Mais, cette année, les autorités ont eu du mal à conserver leur légitimité. Certains artistes et réalisateurs de premier plan ont soutenu un boycott. Alireza Motamedi, directeur de Ne pleureras-tu pas ?l’un des films iraniens les plus en vue de l’année écoulée, a également exprimé son mécontentement que les producteurs du film aient décidé de participer.
Kiumars Pourahmad, réalisateur iranien de renom, a déclaré que le festival n’avait “aucune valeur ni importance pour moi en particulier en cette année sanglante et douloureuse”. Mais l’acteur Reza Kianian a déclaré qu’il n’était pas d’accord avec le boycott, insistant sur le fait qu’il n’était “jamais trop tard pour avoir un dialogue dans le pays”.
Le régime accroît la pression sur les artistes et les célébrités pour qu’ils restent à l’écart de la politique. Le journal javanais, proche de l’élite des Gardiens de la Révolution, s’en est pris à ceux qui « croyaient que leur absence pouvait infliger des dommages irréparables » au festival, alors que « la réalité est que vous n’êtes pas si important ».
Taraneh Alidoosti, qui a joué dans Le Vendeur, qui a remporté l’Oscar de la meilleure langue étrangère en 2016, a été détenue pendant 19 jours après qu’elle s’est opposée à la pendaison d’un manifestant.
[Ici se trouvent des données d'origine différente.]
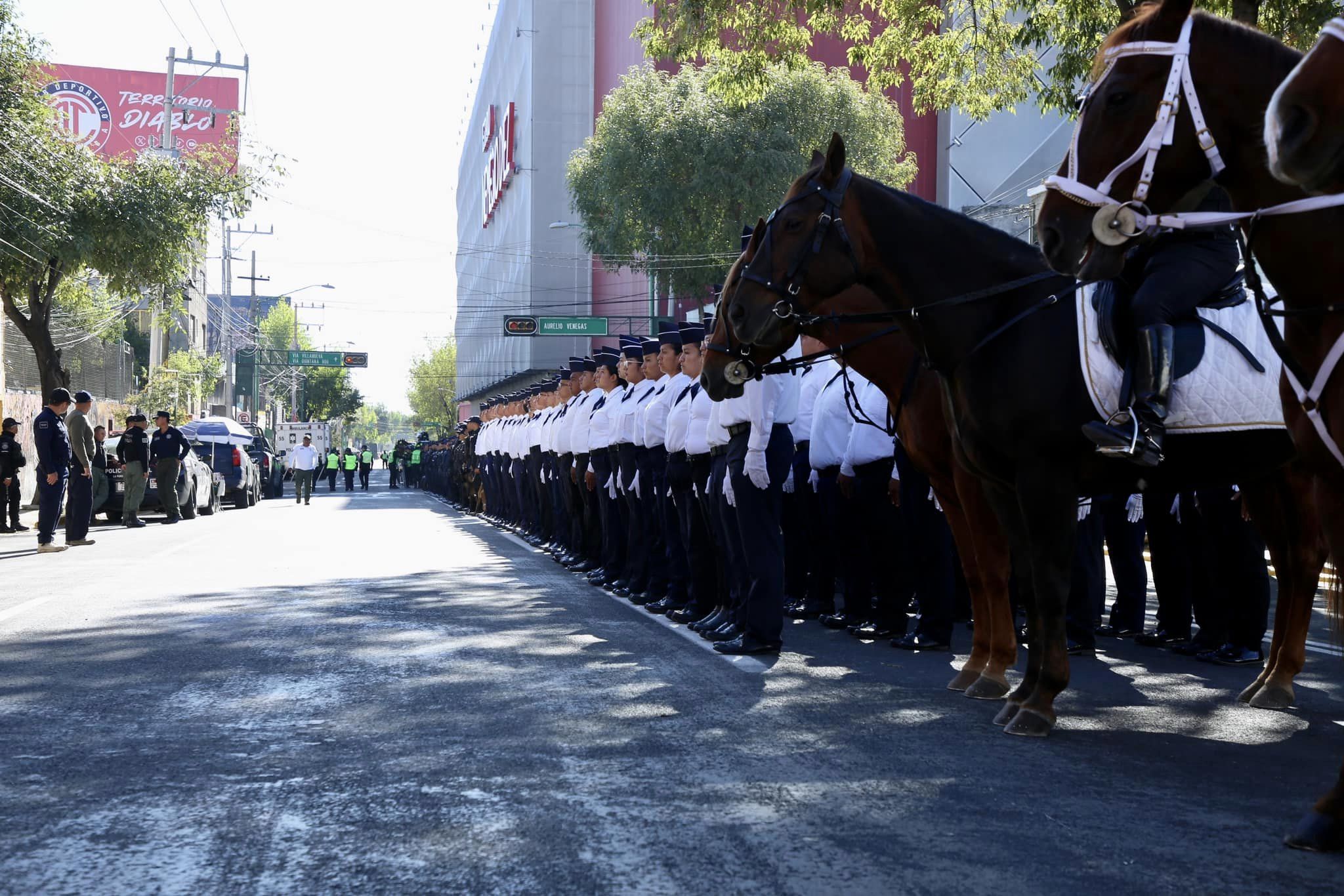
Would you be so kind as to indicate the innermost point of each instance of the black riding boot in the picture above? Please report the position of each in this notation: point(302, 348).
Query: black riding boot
point(1140, 438)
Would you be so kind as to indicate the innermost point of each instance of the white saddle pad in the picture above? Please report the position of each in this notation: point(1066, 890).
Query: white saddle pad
point(1225, 394)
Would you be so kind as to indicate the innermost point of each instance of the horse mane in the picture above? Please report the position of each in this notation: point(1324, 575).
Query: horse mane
point(1257, 45)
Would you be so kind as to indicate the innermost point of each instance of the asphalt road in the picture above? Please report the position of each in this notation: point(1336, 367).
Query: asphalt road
point(377, 695)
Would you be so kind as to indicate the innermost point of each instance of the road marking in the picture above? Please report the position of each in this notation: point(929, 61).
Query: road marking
point(745, 664)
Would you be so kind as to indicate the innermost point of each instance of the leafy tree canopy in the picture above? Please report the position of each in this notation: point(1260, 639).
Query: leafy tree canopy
point(674, 170)
point(433, 384)
point(183, 384)
point(977, 55)
point(137, 222)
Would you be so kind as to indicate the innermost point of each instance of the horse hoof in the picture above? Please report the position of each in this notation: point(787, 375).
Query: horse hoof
point(963, 680)
point(1273, 697)
point(1318, 833)
point(987, 688)
point(1028, 723)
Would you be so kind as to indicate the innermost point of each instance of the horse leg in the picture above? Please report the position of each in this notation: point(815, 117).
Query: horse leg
point(969, 672)
point(1322, 829)
point(1297, 547)
point(994, 567)
point(1049, 506)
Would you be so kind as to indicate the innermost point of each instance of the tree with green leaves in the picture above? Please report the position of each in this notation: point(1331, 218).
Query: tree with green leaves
point(182, 384)
point(977, 55)
point(136, 223)
point(674, 170)
point(433, 384)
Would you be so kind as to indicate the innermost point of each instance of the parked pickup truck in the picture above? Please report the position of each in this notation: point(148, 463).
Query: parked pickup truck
point(236, 469)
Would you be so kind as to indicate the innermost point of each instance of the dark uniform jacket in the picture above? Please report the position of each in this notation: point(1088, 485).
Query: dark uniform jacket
point(11, 457)
point(169, 443)
point(52, 442)
point(133, 446)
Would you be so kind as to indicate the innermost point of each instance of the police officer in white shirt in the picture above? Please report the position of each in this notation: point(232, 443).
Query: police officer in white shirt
point(803, 537)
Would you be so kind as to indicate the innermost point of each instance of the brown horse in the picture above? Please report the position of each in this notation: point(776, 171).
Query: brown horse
point(986, 315)
point(1297, 251)
point(894, 366)
point(1303, 131)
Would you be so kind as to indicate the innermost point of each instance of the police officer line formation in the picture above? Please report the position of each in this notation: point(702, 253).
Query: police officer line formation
point(732, 516)
point(72, 460)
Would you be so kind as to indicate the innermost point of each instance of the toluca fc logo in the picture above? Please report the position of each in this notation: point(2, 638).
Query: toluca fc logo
point(82, 113)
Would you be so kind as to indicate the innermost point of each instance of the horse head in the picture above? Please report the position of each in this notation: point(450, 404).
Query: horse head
point(1301, 125)
point(809, 249)
point(1145, 137)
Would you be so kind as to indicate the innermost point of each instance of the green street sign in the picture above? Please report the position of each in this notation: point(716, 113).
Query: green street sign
point(572, 327)
point(315, 359)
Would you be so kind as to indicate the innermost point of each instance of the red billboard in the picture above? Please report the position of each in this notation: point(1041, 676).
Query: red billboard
point(116, 112)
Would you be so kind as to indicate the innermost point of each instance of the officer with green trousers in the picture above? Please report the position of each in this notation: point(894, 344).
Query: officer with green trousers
point(167, 449)
point(366, 464)
point(351, 464)
point(133, 453)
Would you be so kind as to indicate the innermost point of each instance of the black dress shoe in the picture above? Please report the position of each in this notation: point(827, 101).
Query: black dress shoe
point(1233, 656)
point(919, 641)
point(746, 645)
point(710, 622)
point(805, 609)
point(1080, 649)
point(836, 621)
point(727, 632)
point(1162, 637)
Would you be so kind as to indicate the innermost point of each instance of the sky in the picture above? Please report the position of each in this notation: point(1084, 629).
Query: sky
point(368, 104)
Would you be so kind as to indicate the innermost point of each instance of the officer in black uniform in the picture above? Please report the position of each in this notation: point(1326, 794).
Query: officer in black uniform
point(54, 456)
point(11, 461)
point(167, 449)
point(133, 453)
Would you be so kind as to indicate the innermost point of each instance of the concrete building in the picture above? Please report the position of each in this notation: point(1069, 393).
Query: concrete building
point(533, 108)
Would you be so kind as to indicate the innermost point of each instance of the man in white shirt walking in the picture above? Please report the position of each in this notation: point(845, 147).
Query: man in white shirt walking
point(303, 461)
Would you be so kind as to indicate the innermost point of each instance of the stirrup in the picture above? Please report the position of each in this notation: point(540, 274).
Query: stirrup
point(1114, 451)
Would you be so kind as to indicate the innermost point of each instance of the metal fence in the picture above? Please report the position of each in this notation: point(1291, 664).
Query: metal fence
point(104, 369)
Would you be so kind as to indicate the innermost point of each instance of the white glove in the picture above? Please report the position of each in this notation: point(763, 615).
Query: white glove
point(754, 468)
L’épouse et la fille d’Ali Daei, un ancien footballeur qui a soutenu l’appel à la grève, ont été retirées d’un vol à destination de Dubaï et lorsqu’il a été contraint d’atterrir en plein vol et de retourner à Téhéran. Toomaj Salehi, l’un des rappeurs les plus connus d’Iran qui a également soutenu les manifestations, est en détention et risque d’être exécuté, selon des militants.
Le parlement iranien fait également pression pour une nouvelle loi visant à empêcher des personnalités de porter des allégations contre le régime avant qu’elles ne soient officiellement confirmées.
L’atmosphère à Téhéran est désormais plus calme qu’au plus fort des manifestations, même si un sentiment de morosité s’est installé. Pourtant, les actes de résistance politique se sont poursuivis.
L’artiste de One O Gallery a décidé qu’au lieu de vendre ses œuvres, les visiteurs pouvaient plutôt les mettre en pièces pour libérer leur colère. Daroodi a déclaré avoir eu le cœur brisé lorsque la première œuvre, une peinture d’une femme allongée, a été déchirée – un acte violent qui rappelle, a-t-elle dit, le sort des victimes des manifestations. Mais elle appréciait aussi que ce soit un signe des temps qui changent.
“D’autres galeristes qui n’ont pas encore ouvert publiquement leurs espaces savent qu’ils ont besoin d’une approche différente, mais ils n’ont pas de solution sur la façon de continuer sans être accusés de normaliser les événements”, a-t-elle déclaré. “Mais ce qui semble certain, c’est qu’il ne peut plus y avoir d’expositions juste pour des expositions – du moins dans un avenir prévisible.”